Jane Mayer, one of America's best political reporters, and one who contributes frequently to the New Yorker, has written what is perhaps the most important political story of the past decade, and possibly of the decade to come as well.
"Covert Operations," in this week's (August 30) New Yorker tells the story of the shadowy Texas oil billionaires the Koch brothers, Charles and David, who are nearly single-handedly responsible for the rise of the Tea Party movement. An astroturf, or fake grass-roots movement dedicated to undermining "big government" in general and Obama in particular, the Tea Parties are almost wholly funded by the brothers, who also provide the organizational framework for the movement. That, combined with Fox News's publicity for all things tea party-ish, has given the movement traction and momentum.
That the present-day American fascist movement seriously aims at seizing control of the government isn't really news. It has been attacking the status quo with steadily growing volume and vigor in recent years, and now seems poised on the verge of accomplishing its objective. That this movement is the work of a very few people, primarily Rupert Murdoch and the Koch brothers, has not been apprehended by the public at all until now.

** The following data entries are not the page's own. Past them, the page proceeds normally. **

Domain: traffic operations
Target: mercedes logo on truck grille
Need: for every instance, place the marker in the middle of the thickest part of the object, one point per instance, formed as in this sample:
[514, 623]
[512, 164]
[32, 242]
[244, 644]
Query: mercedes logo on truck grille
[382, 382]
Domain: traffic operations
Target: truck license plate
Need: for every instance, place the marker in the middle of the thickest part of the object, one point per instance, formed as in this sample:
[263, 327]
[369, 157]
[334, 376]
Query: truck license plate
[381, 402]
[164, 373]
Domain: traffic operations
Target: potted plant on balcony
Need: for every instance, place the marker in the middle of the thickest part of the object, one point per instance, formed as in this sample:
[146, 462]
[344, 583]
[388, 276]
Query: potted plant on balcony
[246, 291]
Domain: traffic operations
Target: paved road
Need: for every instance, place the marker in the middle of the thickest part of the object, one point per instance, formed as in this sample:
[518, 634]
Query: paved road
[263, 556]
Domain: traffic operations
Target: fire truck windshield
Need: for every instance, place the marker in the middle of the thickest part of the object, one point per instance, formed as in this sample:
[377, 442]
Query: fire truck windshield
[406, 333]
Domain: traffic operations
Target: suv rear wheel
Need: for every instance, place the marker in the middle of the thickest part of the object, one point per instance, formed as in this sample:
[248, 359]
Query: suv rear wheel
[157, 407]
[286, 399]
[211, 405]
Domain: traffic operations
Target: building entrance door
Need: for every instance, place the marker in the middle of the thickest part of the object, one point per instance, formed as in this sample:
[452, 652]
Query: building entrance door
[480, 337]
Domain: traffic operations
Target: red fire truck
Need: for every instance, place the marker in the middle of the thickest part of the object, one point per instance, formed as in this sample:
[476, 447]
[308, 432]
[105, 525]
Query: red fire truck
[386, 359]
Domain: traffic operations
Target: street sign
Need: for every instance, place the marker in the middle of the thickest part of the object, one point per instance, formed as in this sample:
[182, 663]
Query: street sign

Mayer's article remedies that.
Murdoch's work and ideology require no exposé, since his is a media empire, which by necessity and definition operates in public. The Koch brothers, however, have managed to hide under a cloak of anonymity, provided by the multitude of foundations, think tanks, and agitprop organizations they founded and pay for, and by channeling their voices through platoons of their paid tools, hired stooges who are unjustifiably honored with titles like "journalist" or "analyst."
I'll leave you with a sample from the first page of Mayer's article, and you'll no doubt want to follow up by absorbing the whole thing.
Over the July 4th weekend, a summit called Texas Defending the American Dream took place in a chilly hotel ballroom in Austin. Though (David) Koch freely promotes his philanthropic ventures, he did not attend the summit, and his name was not in evidence. And on this occasion the audience was roused not by a dance performance but by a series of speakers denouncing President Barack Obama. Peggy Venable, the organizer of the summit, warned that Administration officials “have a socialist vision for this country.”
Five hundred people attended the summit, which served, in part, as a training session for Tea Party activists in Texas. An advertisement cast the event as a populist uprising against vested corporate power. “Today, the voices of average Americans are being drowned out by lobbyists and special interests,” it said. “But you can do something about it.” The pitch made no mention of its corporate funders. The White House has expressed frustration that such sponsors have largely eluded public notice. David Axelrod, Obama’s senior adviser, said, “What they don’t say is that, in part, this is a grassroots citizens’ movement brought to you by a bunch of oil billionaires.”